BCR/ABL- and MAPK-dependent phosphorylation of HNRPK regulates Myc mRNA translation in BCR/ABL-transformed myeloid cells. (A) Western blots show Myc levels in parental 32Dcl3 cells (lane 1), untreated 32D-BCR/ABL cells (lane 6); or cells treated with imatinib (lane 7) or with the MEK1 inhibitor PD098059 (lane 8); or cells transduced with the empty retrovirus (lane 2) or with wild-type and mutant HNRPK (lanes 3-5) or with MAPK ERK1 (lanes 9-10) and ERK2 (lanes 11-12) cDNAs. All cell lines were cultured in the presence of IL-3. (B) Northern blots show Myc mRNA levels in the indicated cell lines either maintained in IL-3 or IL-3 deprived for 12 hours in the presence or absence of imatinib. (C) Autoradiography and anti-MYC Western blot show levels of ³⁵S-labeled newly synthesized and total immunoprecipitated Myc protein in parental 32Dcl3, untreated, and imatinib-treated 32D-BCR/ABL and S284/353A expressing 32D-BCR/ABL cells. (D) Levels of Myc protein, expressed as arbitrary densitometric units after normalization with GRB2 levels, in cycloheximide-treated parental 32Dcl3, 32D-BCR/ABL, and its derivative cell lines expressing wild-type or mutant HNRPK proteins.
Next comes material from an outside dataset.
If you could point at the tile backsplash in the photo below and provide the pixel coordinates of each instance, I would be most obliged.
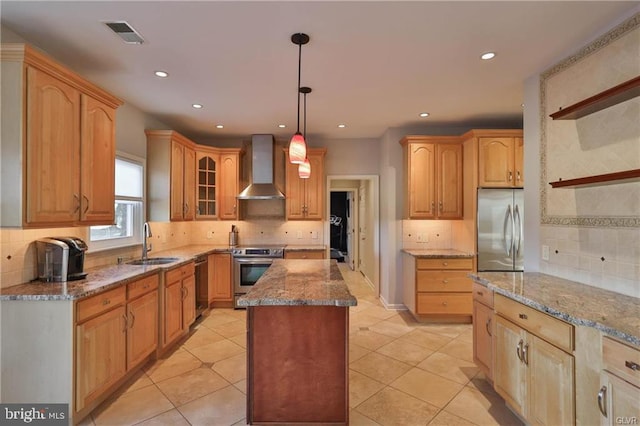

Half-life was calculated using the algorithm t½ = 0.693t_n/ln(C₀/C_n), where n represents the last time point. (E) Histograms show levels of MYC mRNA (red bars) and protein (blue bars) after normalization with GAPDH mRNA and GRB2 protein levels, respectively. Values in samples 2 to 7 represent arbitrary densitometric units expressed as percentage of those of sample 1. Western blot and RT-PCR were performed with lysate and total RNA, respectively, of CD34⁺marrow cells from healthy individuals (lanes 1-2) and from CML-CP (lanes 3-4), CML-AP (lane 5), and CML-BC (lanes 6-7) patients.